Y'a des jours que la flamme vacille, que la déception mine les forces. Mais la flamme n'est pas complètement éteinte, elle brûle encore et le slameur David Goudreault lui a redonné de la vigueur durant la 50e vigile sherbrookoise.

Tous en vigie, comme toi

on tient bon

Espérant te voir poindre

à l'horizon

En ton nom, on bat du coeur

et du tambour.

En hommage à un homme fier

Un homme droit, un frère.

Raif, notre hiver est moins

froidque leur désert

Allez, viens-t'en, on t'attend!

Visiblement épuisée par sa journée, Ensaf Haidar combattait l'humidité qui la transperçait en se passant les mains au-dessus de sa bougie. Comme toujours prenaient place à ses côtés ses trois enfants, rayonnants, qui entendent et qui décodent sans doute un peu plus chaque jour, mais qui ne montrent aucun signe d'abattement.

Justin Trudeau, qui avait rencontré Ensaf Haidar avant de devenir premier ministre, n'a pas encore répondu à sa demande d'accorder un sauf-conduit à son mari.

« Je ne suis pas insensible à cela, le premier ministre non plus. Je vous assure que nous en parlons régulièrement et que nous agissons. Par définition, les représentations diplomatiques se font discrètement, pas publiquement.
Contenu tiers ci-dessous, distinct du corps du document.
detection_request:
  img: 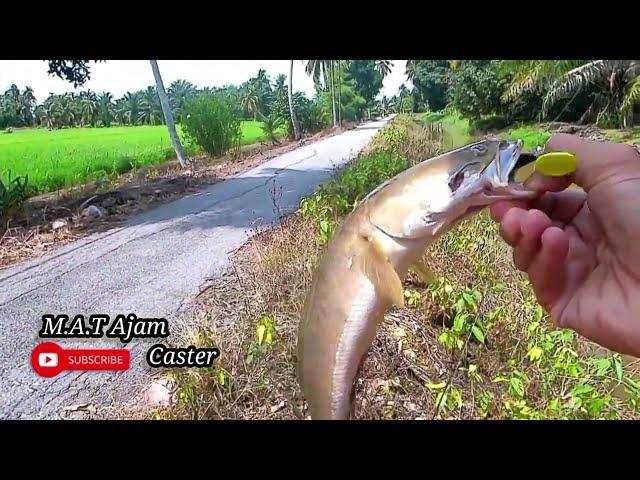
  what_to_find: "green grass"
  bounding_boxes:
[422,112,473,148]
[500,125,551,150]
[0,121,276,193]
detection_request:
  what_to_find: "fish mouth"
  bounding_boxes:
[480,140,538,200]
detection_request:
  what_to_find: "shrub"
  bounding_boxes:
[0,171,29,232]
[183,92,241,156]
[471,115,510,130]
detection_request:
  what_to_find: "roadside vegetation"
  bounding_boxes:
[169,115,640,419]
[0,60,640,419]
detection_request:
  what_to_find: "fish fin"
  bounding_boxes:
[360,236,404,307]
[411,257,438,285]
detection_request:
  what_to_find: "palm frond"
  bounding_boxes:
[542,60,610,114]
[500,60,586,102]
[622,75,640,112]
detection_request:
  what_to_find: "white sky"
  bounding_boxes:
[0,60,409,102]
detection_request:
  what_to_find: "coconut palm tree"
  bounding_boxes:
[397,83,411,113]
[167,80,198,123]
[305,60,337,125]
[287,60,300,140]
[273,73,291,92]
[240,84,260,120]
[405,60,419,82]
[120,92,142,125]
[79,90,98,127]
[149,60,187,168]
[138,87,162,125]
[375,60,393,77]
[502,60,640,127]
[98,92,115,127]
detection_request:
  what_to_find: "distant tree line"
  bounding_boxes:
[396,60,640,127]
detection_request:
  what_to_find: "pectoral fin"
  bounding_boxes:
[360,236,404,307]
[411,257,438,285]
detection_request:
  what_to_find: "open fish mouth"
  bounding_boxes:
[481,140,538,200]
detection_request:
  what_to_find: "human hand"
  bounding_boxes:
[491,134,640,357]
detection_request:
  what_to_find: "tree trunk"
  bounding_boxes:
[338,60,342,125]
[329,60,337,127]
[289,60,300,140]
[149,60,187,168]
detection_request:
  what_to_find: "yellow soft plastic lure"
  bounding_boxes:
[535,152,577,177]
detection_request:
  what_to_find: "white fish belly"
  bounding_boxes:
[331,275,385,418]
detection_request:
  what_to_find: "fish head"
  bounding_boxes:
[370,139,537,239]
[434,139,538,226]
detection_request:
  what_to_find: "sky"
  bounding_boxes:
[0,60,408,102]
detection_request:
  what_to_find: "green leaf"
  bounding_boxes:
[536,305,544,322]
[425,382,447,390]
[462,292,476,307]
[436,390,447,406]
[473,290,482,303]
[451,388,462,408]
[596,358,611,375]
[614,357,622,382]
[587,398,604,417]
[571,383,593,397]
[453,314,466,332]
[527,345,542,362]
[471,325,484,343]
[257,325,267,345]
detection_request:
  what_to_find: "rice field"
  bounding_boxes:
[0,121,276,193]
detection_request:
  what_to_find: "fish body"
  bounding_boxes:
[298,139,534,419]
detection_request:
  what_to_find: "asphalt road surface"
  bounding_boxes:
[0,119,388,419]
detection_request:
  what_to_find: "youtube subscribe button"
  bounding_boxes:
[31,342,131,377]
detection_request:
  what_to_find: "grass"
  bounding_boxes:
[169,116,640,419]
[602,127,640,143]
[422,112,473,148]
[0,121,276,193]
[500,125,551,150]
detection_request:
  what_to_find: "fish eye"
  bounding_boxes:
[449,169,464,192]
[449,162,481,192]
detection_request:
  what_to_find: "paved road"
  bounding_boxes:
[0,121,385,419]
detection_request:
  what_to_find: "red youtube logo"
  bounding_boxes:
[31,342,131,377]
[31,342,62,377]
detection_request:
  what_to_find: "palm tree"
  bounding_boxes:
[80,90,98,127]
[138,87,162,125]
[503,60,640,127]
[97,92,115,127]
[240,84,260,121]
[168,80,198,123]
[120,92,142,125]
[288,60,300,140]
[405,60,419,82]
[305,60,337,125]
[149,60,187,168]
[375,60,393,77]
[397,83,410,113]
[273,73,291,92]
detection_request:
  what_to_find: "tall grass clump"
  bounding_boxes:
[183,92,241,156]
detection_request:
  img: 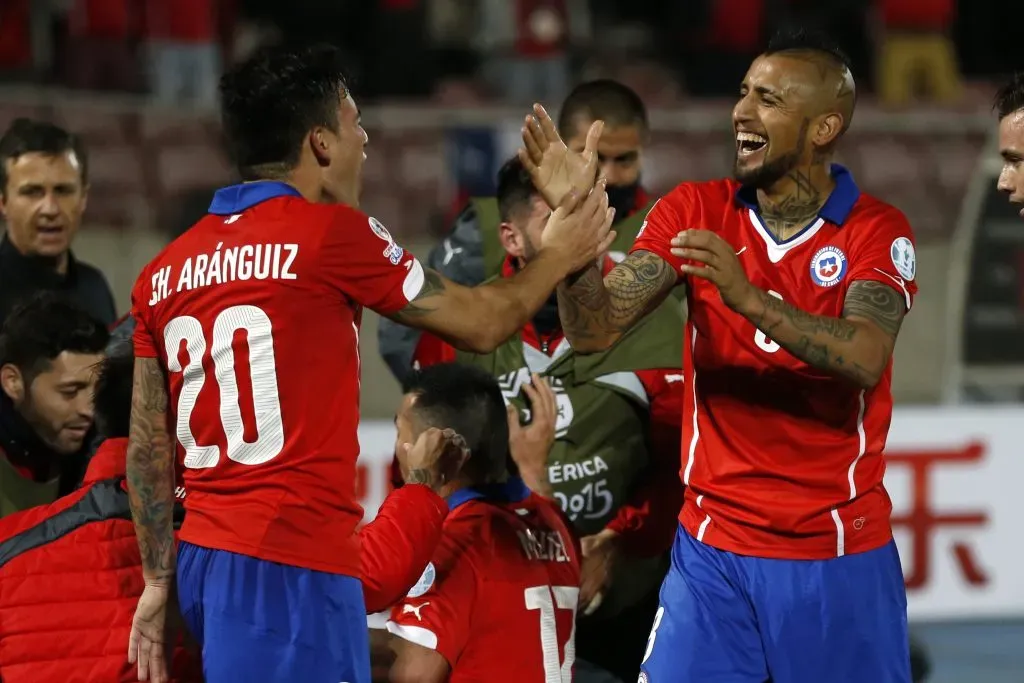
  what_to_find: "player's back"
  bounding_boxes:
[133,183,419,575]
[389,484,580,683]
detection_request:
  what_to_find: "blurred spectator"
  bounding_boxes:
[145,0,226,109]
[0,293,110,516]
[0,0,32,76]
[877,0,963,105]
[0,119,117,325]
[65,0,141,91]
[0,354,202,683]
[478,0,591,103]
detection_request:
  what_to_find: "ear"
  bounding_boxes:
[309,126,331,166]
[498,221,526,258]
[0,362,28,403]
[813,112,843,147]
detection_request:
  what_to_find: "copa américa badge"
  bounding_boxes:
[406,562,437,598]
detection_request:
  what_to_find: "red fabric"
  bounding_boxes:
[411,250,683,556]
[707,0,765,54]
[388,494,580,683]
[633,169,916,559]
[879,0,956,33]
[145,0,219,43]
[0,439,202,683]
[132,192,423,577]
[359,484,449,614]
[69,0,137,41]
[510,0,569,58]
[0,0,32,69]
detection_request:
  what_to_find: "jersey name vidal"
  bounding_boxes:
[132,182,423,575]
[633,166,916,559]
[387,479,580,683]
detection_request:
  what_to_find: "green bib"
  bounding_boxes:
[0,453,60,517]
[457,290,683,617]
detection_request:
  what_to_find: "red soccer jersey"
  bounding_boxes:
[633,166,916,559]
[132,182,423,577]
[387,479,580,683]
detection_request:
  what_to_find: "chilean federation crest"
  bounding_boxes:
[811,246,846,287]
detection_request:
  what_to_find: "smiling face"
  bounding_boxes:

Ça n'améliorerait en rien le sort de M. Badawi d'agir autrement » a commenté la ministre du Développement international et de la Francophonie, Marie-Claude Bibeau.

À l'hôtel de ville, le maire Bernard Sévigny a renouvelé son appui à la famille Badawi, parfaitement conscient que le temps pourrait venir qu'à manquer.

« Amnistie internationale appelle à la prudence tant que les faits allégués ne peuvent être vérifiés et je pense que c'est la meilleure approche à prendre. La pression est maintenue puisque c'est assurément l'un des cas les plus médiatisés sur la planète. Souhaitons que les efforts finissent par porter », de dire M. Sévigny.

On gueule fort contre nos dirigeants, mais nous sommes privilégiés de ne pas vivre dans le désert de la liberté de pensée.